Its color is boldly unnatural. It tastes, approximately, like melted Life Savers, but unlike any recognizable fruit or flavor. There are no noteworthy Mountain Dew copycats or competitors. Mountain Dew exists, largely, in its own realm, separate from other sodas — and other beverages entirely.
And that turns out to be a feature, not a bug. Thanks to its radical vagueness, Mountain Dew has managed to launch a procession of spin-off flavors, each as enigmatic as the original. (Mountain Dew Voltage, anyone? It's blue, and "charged with ginseng and raspberry citrus" flavor.) Those spin-offs have helped the brand do something none of its major competitors — Coke, Pepsi, Dr Pepper — have managed to: grow sales every year since 2010, despite a widespread sense that America is moving on from its love affair with soda.
So this ambiguous drink is a big deal. But what is Mountain Dew, when you really get down to it?
We thought asking the folks at Mountain Dew would sharpen our understanding on a matter of such great import, but the mystery surrounding America's fifth most popular soda only deepened.
"We don't try to say what color the product is internally," Greg Lyons, vice president of marketing at Mountain Dew, told BuzzFeed News.

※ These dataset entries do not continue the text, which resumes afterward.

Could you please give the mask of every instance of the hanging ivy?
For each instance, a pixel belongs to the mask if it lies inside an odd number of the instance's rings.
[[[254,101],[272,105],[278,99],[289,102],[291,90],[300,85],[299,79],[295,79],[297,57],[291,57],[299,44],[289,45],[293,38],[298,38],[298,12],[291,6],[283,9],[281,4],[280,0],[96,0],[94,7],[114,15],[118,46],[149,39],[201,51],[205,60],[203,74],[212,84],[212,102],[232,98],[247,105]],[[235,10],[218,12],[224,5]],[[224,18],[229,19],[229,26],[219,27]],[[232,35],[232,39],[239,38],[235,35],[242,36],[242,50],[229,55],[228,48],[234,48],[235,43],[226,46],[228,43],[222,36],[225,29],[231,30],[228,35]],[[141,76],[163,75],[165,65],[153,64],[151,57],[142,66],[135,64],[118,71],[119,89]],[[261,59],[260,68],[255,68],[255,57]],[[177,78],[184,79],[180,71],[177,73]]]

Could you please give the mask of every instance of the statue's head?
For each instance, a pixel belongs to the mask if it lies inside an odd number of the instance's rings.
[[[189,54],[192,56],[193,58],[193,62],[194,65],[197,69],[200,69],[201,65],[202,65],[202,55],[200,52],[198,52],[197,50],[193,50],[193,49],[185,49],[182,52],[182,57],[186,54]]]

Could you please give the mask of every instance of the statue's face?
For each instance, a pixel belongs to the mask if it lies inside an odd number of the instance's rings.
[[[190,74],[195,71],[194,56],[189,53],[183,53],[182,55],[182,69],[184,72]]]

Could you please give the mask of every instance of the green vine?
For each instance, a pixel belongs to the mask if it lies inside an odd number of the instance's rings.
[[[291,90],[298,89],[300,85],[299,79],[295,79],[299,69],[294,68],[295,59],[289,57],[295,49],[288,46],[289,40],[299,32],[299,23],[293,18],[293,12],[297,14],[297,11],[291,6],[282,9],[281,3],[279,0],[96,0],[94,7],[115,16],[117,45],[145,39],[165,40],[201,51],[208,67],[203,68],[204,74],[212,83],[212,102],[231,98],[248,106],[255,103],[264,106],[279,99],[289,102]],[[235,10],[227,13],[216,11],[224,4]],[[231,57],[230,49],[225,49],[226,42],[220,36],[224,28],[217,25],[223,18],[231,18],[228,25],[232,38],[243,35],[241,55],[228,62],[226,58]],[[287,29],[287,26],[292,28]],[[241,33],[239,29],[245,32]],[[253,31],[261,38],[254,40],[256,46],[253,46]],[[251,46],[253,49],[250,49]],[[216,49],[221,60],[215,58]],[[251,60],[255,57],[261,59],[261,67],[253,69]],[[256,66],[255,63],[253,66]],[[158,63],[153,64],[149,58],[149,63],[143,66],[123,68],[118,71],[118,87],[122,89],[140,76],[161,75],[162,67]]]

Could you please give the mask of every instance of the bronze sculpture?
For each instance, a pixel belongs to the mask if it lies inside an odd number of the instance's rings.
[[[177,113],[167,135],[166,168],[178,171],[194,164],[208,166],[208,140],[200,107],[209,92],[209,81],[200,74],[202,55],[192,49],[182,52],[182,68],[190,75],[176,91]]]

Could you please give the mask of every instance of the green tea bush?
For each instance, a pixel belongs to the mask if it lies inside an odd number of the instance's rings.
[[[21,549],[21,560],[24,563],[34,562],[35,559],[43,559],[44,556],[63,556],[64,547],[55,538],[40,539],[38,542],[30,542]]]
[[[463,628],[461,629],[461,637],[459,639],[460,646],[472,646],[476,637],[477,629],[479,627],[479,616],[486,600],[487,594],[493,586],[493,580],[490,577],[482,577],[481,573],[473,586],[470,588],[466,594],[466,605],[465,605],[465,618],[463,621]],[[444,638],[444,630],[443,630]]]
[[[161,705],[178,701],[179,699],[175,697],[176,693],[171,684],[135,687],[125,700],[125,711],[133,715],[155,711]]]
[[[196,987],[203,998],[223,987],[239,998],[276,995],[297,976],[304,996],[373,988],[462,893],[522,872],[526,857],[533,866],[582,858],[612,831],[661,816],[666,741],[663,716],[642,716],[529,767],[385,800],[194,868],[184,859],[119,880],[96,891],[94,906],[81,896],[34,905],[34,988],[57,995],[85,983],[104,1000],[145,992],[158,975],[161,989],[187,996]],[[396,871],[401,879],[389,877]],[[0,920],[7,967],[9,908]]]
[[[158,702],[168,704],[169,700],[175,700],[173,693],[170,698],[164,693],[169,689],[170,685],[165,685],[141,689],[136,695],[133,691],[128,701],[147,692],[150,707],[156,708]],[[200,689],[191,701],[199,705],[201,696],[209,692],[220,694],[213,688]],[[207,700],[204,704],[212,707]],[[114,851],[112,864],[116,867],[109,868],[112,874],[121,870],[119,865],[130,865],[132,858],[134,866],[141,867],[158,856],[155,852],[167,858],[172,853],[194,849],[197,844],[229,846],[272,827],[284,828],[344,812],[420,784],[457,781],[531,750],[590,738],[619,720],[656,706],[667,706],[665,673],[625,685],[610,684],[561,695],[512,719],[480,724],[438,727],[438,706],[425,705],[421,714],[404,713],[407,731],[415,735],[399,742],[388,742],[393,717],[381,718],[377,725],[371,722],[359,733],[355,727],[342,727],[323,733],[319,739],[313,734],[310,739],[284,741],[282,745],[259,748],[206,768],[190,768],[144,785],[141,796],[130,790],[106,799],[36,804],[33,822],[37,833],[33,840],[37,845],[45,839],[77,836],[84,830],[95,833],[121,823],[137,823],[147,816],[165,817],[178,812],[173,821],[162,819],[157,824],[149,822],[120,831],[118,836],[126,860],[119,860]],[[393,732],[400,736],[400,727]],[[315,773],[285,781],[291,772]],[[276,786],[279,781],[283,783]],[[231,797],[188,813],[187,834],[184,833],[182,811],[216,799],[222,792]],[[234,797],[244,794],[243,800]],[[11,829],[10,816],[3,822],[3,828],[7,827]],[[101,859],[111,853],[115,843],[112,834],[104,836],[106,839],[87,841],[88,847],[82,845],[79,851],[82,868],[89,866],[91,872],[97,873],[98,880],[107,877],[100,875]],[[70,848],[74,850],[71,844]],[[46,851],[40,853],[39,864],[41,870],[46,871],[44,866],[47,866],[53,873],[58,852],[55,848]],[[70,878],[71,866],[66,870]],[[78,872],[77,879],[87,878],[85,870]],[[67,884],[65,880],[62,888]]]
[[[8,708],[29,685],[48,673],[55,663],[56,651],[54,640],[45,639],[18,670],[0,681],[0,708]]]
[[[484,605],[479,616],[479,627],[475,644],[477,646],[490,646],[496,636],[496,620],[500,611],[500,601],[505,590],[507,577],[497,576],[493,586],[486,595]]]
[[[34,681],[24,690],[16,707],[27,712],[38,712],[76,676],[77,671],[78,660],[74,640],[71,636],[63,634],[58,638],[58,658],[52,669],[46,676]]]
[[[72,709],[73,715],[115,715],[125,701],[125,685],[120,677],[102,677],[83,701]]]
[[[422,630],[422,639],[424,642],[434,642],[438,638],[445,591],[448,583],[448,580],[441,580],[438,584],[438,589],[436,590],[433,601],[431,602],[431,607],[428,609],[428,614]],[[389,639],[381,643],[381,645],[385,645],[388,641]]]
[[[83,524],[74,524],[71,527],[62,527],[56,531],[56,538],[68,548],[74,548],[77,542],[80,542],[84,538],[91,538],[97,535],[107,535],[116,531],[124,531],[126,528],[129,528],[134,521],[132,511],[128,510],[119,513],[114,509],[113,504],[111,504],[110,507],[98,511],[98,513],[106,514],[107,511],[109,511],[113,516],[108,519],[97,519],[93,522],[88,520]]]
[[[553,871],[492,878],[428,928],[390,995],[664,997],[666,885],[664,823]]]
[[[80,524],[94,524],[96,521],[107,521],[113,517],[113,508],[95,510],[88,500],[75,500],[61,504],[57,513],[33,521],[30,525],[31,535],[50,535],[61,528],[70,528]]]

He called it "Mountain Dew color," which really didn't push things forward much. We pressed further.
"Neon," he eventually said, reluctantly.
"That's if you're forcing me to describe it. 'Mountain Dew color' is in my words. If you force me to use an adjective, that's what I'd use. But I'd prefer, if you write about it, it to be Mountain Dew color. Because there's not really a color we call it."
The official BuzzFeed style guide does not recognize "Mountain Dew" as a legitimate color, so we're going to stick with chartreuse.
Like the best abstract art, Mountain Dew leaves plenty of room for interpretation. Since first launching as a whiskey mixer in Tennessee in 1940 — its name was old-timey slang for moonshine — it has successfully spawned a rainbow of spin-offs of differing colors, tastes, and fundamental natures.
The packaging and labels across the different products are not consistent. No Mountain Dew variety looks or tastes like the other, and yet no one challenges their membership in the Mountain Dew family.
Its owners see it as something that transcends the senses. Indra Nooyi, CEO of Mountain Dew owner PepsiCo, told BuzzFeed News that Mountain Dew is "an attitude. It's a fantastic attitude in a bottle." And attitude never had a particular taste, per se.
Mountain Dew is, at once, both nothing and anything.
Some Mountain Dews are yellow, some are red, some are blue. Some taste vaguely like cherry, others like berries or lime, yet their names — "Baja Blast," "SuperNova," "Code Red" — don't attempt to evoke any particular flavor. Soon, there even will be a Mountain Dew sauce at Buffalo Wild Wings.
Then there's Mountain Dew Solar Flare, currently available exclusively from the soda fountains at 7-Eleven. It describes itself as "Dew with a blast of tropical punch." None of these words are a flavor, or a taste, or even an attitude.